Sabeer Bhatia, who founded Hotmail, is from Bangalore. Microsoft, Google and HP all have a big presence in Bangalore; I even got to visit a call center there once.
I wish my mother could have told me in 1990: "In 15 years, Kannada will be the most useful language you could know to help companies in America manage the people they employ or contract with in Bangalore. If you have management skills, an aptitude for technology, and those two languages in your head, you'll be able to name your own price. Now get those vowels down cold."
As an aside: If India's Hollywood, Bombay, is called "Bollywood," then shouldn't we call Bangalore "Bilicon Balley" or "Bilicon Bateau"? Then again, Bombay is Mumbai now and no one's calling it "Mollywood."
In high school I learned a little French.
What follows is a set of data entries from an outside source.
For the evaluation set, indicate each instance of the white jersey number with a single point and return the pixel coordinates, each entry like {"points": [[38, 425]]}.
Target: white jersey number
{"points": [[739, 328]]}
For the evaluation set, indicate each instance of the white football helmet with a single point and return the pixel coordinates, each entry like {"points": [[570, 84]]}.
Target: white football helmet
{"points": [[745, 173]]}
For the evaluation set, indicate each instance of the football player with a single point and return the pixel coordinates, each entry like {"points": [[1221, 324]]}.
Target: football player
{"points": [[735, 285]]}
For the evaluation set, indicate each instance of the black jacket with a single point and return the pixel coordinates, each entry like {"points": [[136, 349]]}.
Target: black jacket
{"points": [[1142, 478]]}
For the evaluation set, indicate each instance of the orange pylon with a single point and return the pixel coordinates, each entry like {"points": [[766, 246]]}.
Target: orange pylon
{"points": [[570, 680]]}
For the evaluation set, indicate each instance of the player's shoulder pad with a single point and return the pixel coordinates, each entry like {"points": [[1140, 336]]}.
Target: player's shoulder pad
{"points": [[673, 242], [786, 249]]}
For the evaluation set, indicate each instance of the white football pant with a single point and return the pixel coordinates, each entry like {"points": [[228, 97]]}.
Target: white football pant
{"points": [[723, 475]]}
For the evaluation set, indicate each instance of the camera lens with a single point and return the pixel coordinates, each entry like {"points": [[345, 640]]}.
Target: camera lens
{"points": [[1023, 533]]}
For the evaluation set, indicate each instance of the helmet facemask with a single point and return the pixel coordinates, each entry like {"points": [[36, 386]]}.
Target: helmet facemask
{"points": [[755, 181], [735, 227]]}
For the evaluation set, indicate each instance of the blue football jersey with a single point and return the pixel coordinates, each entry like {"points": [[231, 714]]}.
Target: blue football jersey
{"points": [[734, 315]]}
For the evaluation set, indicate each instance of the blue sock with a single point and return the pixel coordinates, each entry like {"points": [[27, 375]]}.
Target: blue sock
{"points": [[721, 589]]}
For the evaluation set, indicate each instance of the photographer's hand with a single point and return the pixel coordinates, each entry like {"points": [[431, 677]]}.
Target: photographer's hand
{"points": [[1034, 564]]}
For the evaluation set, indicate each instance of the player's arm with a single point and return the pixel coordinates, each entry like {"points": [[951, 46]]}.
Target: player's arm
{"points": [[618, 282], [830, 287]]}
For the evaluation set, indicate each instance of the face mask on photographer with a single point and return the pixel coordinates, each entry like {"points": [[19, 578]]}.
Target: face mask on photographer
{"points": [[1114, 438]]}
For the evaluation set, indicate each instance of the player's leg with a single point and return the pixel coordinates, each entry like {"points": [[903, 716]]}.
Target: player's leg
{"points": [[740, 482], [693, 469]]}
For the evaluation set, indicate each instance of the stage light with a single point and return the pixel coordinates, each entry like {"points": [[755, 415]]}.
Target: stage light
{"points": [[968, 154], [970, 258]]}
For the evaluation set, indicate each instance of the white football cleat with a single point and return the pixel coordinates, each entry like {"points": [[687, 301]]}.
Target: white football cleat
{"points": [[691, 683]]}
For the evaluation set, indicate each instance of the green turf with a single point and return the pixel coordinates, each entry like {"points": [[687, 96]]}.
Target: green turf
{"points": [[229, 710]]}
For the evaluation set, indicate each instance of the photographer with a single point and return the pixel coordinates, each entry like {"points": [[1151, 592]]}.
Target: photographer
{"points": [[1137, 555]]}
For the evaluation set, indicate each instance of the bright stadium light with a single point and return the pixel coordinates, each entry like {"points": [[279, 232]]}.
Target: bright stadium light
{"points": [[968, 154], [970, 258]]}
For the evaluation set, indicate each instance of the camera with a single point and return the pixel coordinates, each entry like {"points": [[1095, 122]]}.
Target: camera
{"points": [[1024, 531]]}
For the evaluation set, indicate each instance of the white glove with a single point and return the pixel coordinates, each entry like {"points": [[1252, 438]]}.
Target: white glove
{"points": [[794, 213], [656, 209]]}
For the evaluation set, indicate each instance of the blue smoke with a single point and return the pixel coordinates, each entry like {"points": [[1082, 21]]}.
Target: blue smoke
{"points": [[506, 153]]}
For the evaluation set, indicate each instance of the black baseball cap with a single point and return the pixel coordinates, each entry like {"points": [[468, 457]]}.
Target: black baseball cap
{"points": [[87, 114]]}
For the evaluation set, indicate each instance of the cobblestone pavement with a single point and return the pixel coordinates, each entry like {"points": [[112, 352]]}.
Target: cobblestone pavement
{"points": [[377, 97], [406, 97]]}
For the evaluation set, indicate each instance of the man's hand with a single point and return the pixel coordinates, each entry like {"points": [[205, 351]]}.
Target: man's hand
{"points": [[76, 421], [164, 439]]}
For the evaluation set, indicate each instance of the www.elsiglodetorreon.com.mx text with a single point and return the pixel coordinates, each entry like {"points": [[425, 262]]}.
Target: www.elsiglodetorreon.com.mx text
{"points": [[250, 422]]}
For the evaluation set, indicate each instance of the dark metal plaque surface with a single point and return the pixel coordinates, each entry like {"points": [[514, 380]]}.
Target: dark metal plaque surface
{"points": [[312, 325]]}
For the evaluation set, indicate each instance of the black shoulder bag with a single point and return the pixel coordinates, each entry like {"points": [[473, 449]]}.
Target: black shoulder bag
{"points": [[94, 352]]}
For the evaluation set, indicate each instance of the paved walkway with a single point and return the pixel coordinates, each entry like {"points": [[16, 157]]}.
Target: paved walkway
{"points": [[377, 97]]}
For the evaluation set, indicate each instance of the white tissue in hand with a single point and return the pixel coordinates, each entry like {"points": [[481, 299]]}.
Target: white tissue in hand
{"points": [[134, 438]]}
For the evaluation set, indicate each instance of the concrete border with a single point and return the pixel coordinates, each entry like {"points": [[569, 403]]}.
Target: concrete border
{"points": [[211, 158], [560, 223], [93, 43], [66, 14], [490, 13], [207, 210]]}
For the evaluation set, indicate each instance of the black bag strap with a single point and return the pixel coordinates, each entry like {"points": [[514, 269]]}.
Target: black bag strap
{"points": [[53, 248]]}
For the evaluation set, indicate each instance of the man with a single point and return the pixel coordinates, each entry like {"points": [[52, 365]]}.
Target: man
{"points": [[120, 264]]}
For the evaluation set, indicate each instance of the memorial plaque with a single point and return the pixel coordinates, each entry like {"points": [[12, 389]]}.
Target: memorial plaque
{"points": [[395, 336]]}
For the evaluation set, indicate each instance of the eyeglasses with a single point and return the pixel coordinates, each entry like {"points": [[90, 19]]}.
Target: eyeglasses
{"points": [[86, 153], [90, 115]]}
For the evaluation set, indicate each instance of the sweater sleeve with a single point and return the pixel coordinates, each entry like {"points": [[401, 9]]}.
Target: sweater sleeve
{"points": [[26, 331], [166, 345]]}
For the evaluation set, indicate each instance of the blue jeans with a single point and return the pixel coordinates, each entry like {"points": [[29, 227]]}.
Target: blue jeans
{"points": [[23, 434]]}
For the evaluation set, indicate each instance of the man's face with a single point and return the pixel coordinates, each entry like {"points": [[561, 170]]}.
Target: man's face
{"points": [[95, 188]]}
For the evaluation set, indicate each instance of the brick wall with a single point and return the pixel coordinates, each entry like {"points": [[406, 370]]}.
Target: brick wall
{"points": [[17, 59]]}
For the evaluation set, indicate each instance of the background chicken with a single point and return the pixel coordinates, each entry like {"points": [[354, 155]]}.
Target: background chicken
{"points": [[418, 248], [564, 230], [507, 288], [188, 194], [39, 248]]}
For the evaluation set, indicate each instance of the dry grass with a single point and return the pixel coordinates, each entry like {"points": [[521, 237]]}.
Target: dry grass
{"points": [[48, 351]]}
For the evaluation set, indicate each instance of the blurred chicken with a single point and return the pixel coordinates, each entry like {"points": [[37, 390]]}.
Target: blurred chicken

When I compare my four years of high school French with just my first year of college Russian, I'm amazed at how slowly the high school classes increased my fluency. I never dreamed in French. But then, French is more useful for cultural literacy and deciphering quotations in old novels than it is in my ordinary grown-up life.
I hear Russian on the street pretty regularly, more often in New York than I did in San Francisco. So I can whip out "Izvinitye" (excuse me) or "Das vidanye" (goodbye) pretty often and surprise people who didn't think it probable that an Indian-American would speak Russian. There were probably those who thought similarly of Condoleezza Rice.
Rice has probably kept up her proficiency; I haven't, sadly, despite a sad stack of flashcards on the bookshelf. The last time I was fluent in Russian was my summer in St. Petersburg, where I made a few hilarious errors. I once meant to say "Prostitye" ("Excuse me") and instead said "Sprositye"
("Ask me a question"). My application essay proclaiming my curiosity about the Russian "lyudei" ("people") ended up wondering about the Russian "dyetei" ("children"). Most memorably, at a farewell dinner, I meant to offer my home as a "gostinitsa" ("hotel") for my friends, but found myself telling them that my house was their "gosudarstvo" ("government" or "nation-state").
Now I don't even have enough fluency to make errors as interesting as that.
What do you call someone who knows one language, can understand but not speak, read, or write another, can sort of read a third, and can kind of bumble along in a fourth?
A lot of people, probably, and I'm one of them.